Grotesque?  Touching?  I’m not sure; but at moments like this Rice is at her most effective.  As she also is with her flowing descriptions of 19th century New Orleans or Paris.  In these scenes, away from the gloomy philosophizing of her vampires, she makes the period come clearly to life.

Yet there is just no getting away from the queasy feeling of the scenes with children, especially when Lestat feeds on two angelic seven-year-olds who have been poisoned with absinthe and laudanum.  I can only imagine the furore this book would have caused had it been written by a man.

Theatre of Vampires

The most enjoyable thing for me this time around is in noting how much Rice sticks with the conventions of the genre:  the mysterious seducer in the cape and fangs; the hunt for the traditional Eastern European vampire; the ‘plague’ on the ship by which they must sail.

And these sit surprisingly easily alongside highly original concepts such as the blood-tears and blood-sweat, or the extraordinary creation that is Claudia herself.

Then of course there is one of my favourites:  Paris’s Théâtre de Vampires:  a stage whereon the actors are vampires pretending to be humans pretending to be vampires.  Delicious!

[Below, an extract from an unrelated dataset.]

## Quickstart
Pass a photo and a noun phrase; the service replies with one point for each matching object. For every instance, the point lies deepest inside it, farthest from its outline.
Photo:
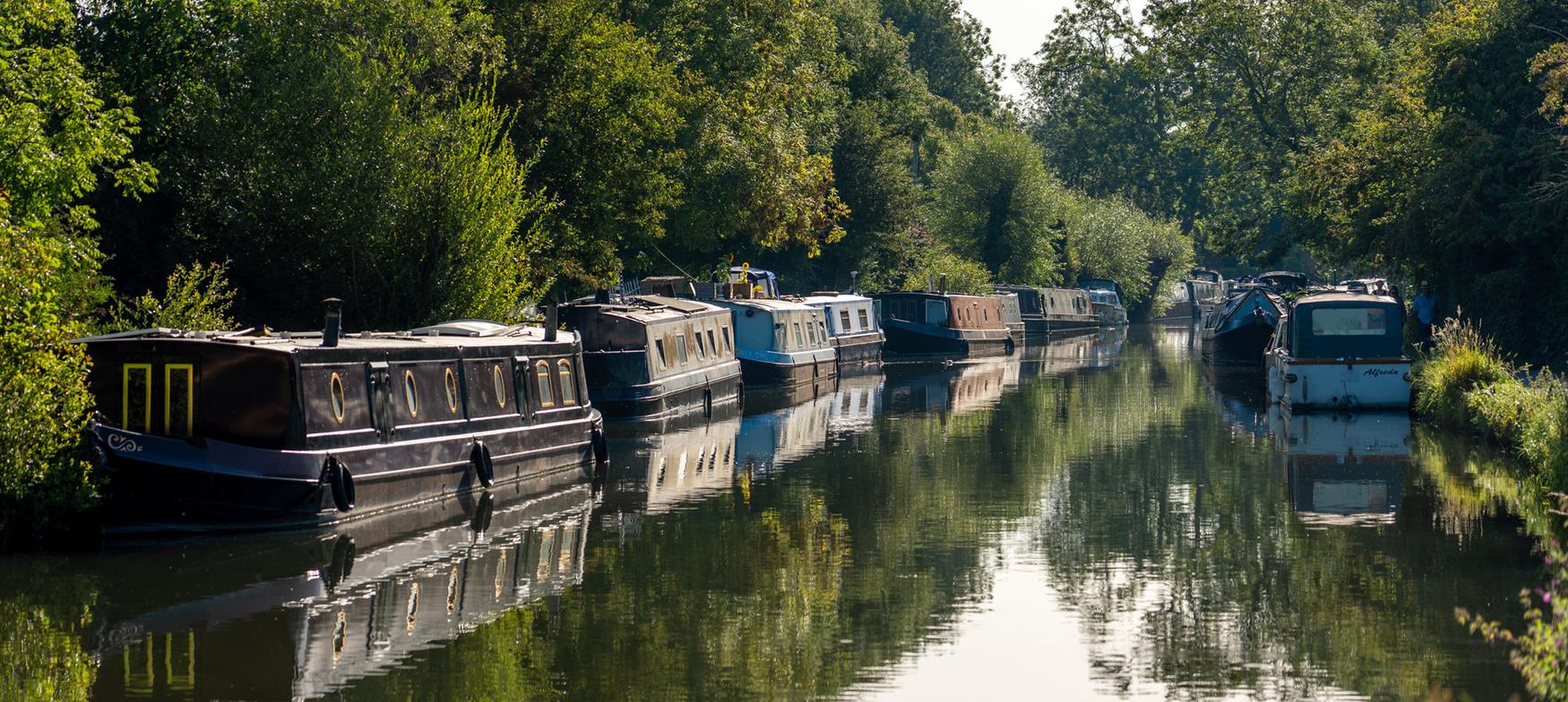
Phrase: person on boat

On a more sombre note, it is impossible not to mention that perhaps the reason that Claudia is such a vivid creation is in part due to the death of Rice’s own daughter from leukemia just before the age of six.  In the novel, when a human woman is smitten by the ‘child who cannot die’, this is particularly poignant.

And even when I first read this, the descriptions of drinking (even more so later on in The Vampire Lestat) were so aching that I wasn’t at all surprised to discover that the author was a full-blown alcoholic at the time of writing. She quit in 1979.

I’m glad I reread this.  In the end, Interview with the Vampire is a deeply melancholic novel and view of the world.  And it leaves me with the vision of a demon cast in the form of a child… yet who never really was one, but for five short years.


*Incidentally, in the film she is about twelve years old.  As played by a very young Kirsten Dunst, that is disturbing enough.  I suspect that, apart from the casting logistics, it would have been just too much for the cinema to have remained that faithful to the book.